Je tiens aussi à remercier solennellement les Etats qui ont d'ores et déjà fait le choix de créer et d'adopter une contribution de solidarité sur les billets d'avion. Des annonces ont été faites. Je pense à la Norvège, au Brésil, au Chili. Nous avons écouté Gordon Brown tout à l'heure dans un discours fort. Des annonces seront faites dans ce sens pendant notre conférence. Je tiens ici à les saluer. Les pays qui vont rejoindre le groupe pilote de travail international contribueront à donner vie, de manière tangible, à cette mondialisation solidaire évoquée, ce matin, par le président de la République.
Nous étions, lors du déjeuner, avec nos amis chinois et indiens. Nous pourrions être les premiers dans l'histoire de l'humanité à décider une aide financière non pas pour nos pays mais pour l'ensemble de la planète. Cela n'a jamais été fait.
D'autres pays vont leur emboîter le pas. Parmi eux se trouvent des pays en développement. Je parlais tout à l'heure d'une logique d'intérêt mutuel, qui repose sur l'engagement de tous. Je veux à présent rendre un hommage particulier à ces pays, à leur volonté de prendre en mains l'avenir de leur développement. Leur décision est un geste d'une grande portée ! Elle doit être saluée à sa juste mesure et nous oblige pour l'avenir.
A l'issue de cette Conférence ministérielle, un groupe pilote sur les contributions de solidarité en faveur du développement sera donc créé. Il réunira les pays qui ont décidé de mettre en oeuvre une contribution sur les billets d'avion, aux côtés d'autres Etats qui ne se sont pas engagés dans cette voie, mais qui sont disposés à poursuivre la réflexion collective. Je veux lever toutes les craintes et toutes les préventions : l'adhésion au groupe n'implique nullement de mettre en place un système de prélèvement sur les billets d'avion. Ces pays travailleront à la fois sur les différents types de prélèvements de solidarité, il peut y en avoir d'autres, ainsi que sur les modalités d'affectation des recettes, notamment la FIAM.
Je remercie d'ores et déjà le Brésil et la Norvège d'avoir bien voulu assurer les deux premières présidences tournantes de ce groupe pilote pour l'année à venir.
La France, quant à elle, assurera le secrétariat permanent de ce groupe. Elle le fera avec exigence, dans un esprit de responsabilité et d'efficacité.

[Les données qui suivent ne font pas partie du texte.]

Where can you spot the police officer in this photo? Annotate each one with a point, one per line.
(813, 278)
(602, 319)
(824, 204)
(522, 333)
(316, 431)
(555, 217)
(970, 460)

J'invite ceux qui souhaitent l'intégrer à prendre contact, ici même, avec la délégation française. Je veillerai personnellement à ces engagements, afin que chacun soit en mesure d'apporter sa contribution à la réflexion d'ensemble.
Ce qui se joue aujourd'hui, dans cette enceinte, c'est notre capacité à inventer un futur pour la planète que nous avons en partage, c'est notre volonté de faire de l'engagement multilatéral un levier majeur du développement, c'est aussi notre ambition de faire entendre la voix d'une communauté internationale rassemblée autour d'objectifs partagés.
Le débat, l'échange d'idées et d'expériences, le dialogue sont indispensables à la constitution d'un large consensus international autour des financements innovants.
Aussi, je laisse à présent la parole aux "intervenants" qui se trouvent à mes côtés et en premier lieu à M. Stoere, ministre des Affaires étrangères de Norvège.
Je vous remercie de votre attention et de votre présence.